La deuxième conséquence est une diminution insidieuse des soins. On ne peut plus faire manger les gens à leur rythme quand on est deux au lieu de quatre à faire manger cinq personnes, on ne peut plus les changer le soir quand ils ont trempé toute la journée dans leur garniture de pipi, on n'a plus le temps de leur faire une petite toilette pour les mettre au propre avant de les changer, on n'a plus le temps de les emmener aux toilettes quand ils sont trop nombreux à vous solliciter pour y aller. On leur dit "vous avez une garniture, vous avez un change". C'est très humiliant.

Je le souligne à nouveau, ce n'est surtout pas contre "mon" personnel mais avec. Le "mon" est affectif. Je suis avec eux, parce que, grâce à un grand écart permanent, ils arrivent à faire face et à masquer la misère. Mais ils n'en peuvent plus. Je les vois pleurer tous les jours, je vois des burn-out, je vois des gens qui sont épuisés, qui font des troubles musculo-squelettiques. On nous parle d'"Humanitude" [un nouveau label pour les Ehpad]. Hier j'ai eu un médecin du conseil général qui est venu me voir et m'a demandé "Avez-vous fait la formation Humanitude ?", mais j'avais envie de lui dire : donnez-nous déjà les moyens d'aller changer ou d'assister les gens dans leurs besoins élémentaires avant d'aller faire des formations supplémentaires, qui sont nécessaires, certes, mais qu'on ne peut pas faire actuellement.

Que vous répond la direction de l'Ehpad ?

La direction de l'Ehpad est complètement démunie entre les différentes institutions qui financent l'établissement : entre l'Agence régionale de santé dans sa tour d'ivoire et le conseil général qui ne tend qu'à dédramatiser, leur discours est "il ne faut pas exagérer."

Est-ce que quelqu'un à la mairie, ou au département, ou à l'Agence régionale de santé vous a fait signe depuis votre publication sur Facebook ?

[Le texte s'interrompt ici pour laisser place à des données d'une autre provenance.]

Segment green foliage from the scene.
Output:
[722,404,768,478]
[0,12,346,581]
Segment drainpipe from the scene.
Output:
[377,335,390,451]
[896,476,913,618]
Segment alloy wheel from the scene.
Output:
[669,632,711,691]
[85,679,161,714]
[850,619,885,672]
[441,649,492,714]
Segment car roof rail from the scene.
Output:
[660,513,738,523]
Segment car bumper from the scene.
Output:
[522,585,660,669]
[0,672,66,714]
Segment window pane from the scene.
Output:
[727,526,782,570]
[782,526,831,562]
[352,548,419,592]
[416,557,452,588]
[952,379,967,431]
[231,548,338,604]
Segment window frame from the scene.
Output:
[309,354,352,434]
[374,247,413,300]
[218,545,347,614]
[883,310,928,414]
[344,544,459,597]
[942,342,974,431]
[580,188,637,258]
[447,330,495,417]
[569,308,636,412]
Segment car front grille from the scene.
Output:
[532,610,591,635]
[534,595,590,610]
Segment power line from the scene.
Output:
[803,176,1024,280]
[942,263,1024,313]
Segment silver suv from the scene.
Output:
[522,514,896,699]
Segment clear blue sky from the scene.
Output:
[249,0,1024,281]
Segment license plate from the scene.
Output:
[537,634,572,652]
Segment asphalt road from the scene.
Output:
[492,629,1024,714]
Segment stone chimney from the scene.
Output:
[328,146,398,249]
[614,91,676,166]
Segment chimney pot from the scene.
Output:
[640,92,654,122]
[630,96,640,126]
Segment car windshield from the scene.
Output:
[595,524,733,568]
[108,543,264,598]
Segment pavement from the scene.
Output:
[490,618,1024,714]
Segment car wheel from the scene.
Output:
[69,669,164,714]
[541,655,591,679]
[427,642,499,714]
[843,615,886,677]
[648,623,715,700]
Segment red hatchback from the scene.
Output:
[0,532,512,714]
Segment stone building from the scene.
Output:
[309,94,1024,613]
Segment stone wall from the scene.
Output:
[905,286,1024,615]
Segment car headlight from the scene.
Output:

Personne. À la mairie, j'ai eu des concertations avec le maire. Des choses sont en cours. Monsieur le maire, je ne le cache pas, se bat depuis des années par voie réglementaire, sans trop de bénéfice. En tout cas je ne l'ai pas vu. Monsieur le député de la circonscription m'a tout de suite appelé pour me dire "on va faire des choses". Je l'en remercie, et on a une réunion ce samedi à l'Ehpad pour mettre au point une stratégie pour faire face à l'urgence, et pour répercuter la situation au niveau national, auprès des services de la présidence de M. Macron. C'est un cri de détresse que je lance, qui est relayé par les soignants sur Facebook, plus de 13 000 partages après mon post, plus de 3.000 commentaires. L'ARS et les conseils départementaux ne peuvent plus nier et minimiser la situation.

Je ne veux plus entendre "Monsieur Meunier exagère un peu". Monsieur Meunier n'exagère pas, il démissionne dans deux mois si les choses ne changent pas dans son établissement, et il faut que ça change au niveau national.

Marcellin Meunier

à franceinfo

Ce sont vos anciens, et nous, demain. Ce sont des humains ! Je réclame pour eux une dignité et je réclame aussi une dignité pour le personnel des établissements. C'est un cri d'alarme, un cri de désespoir.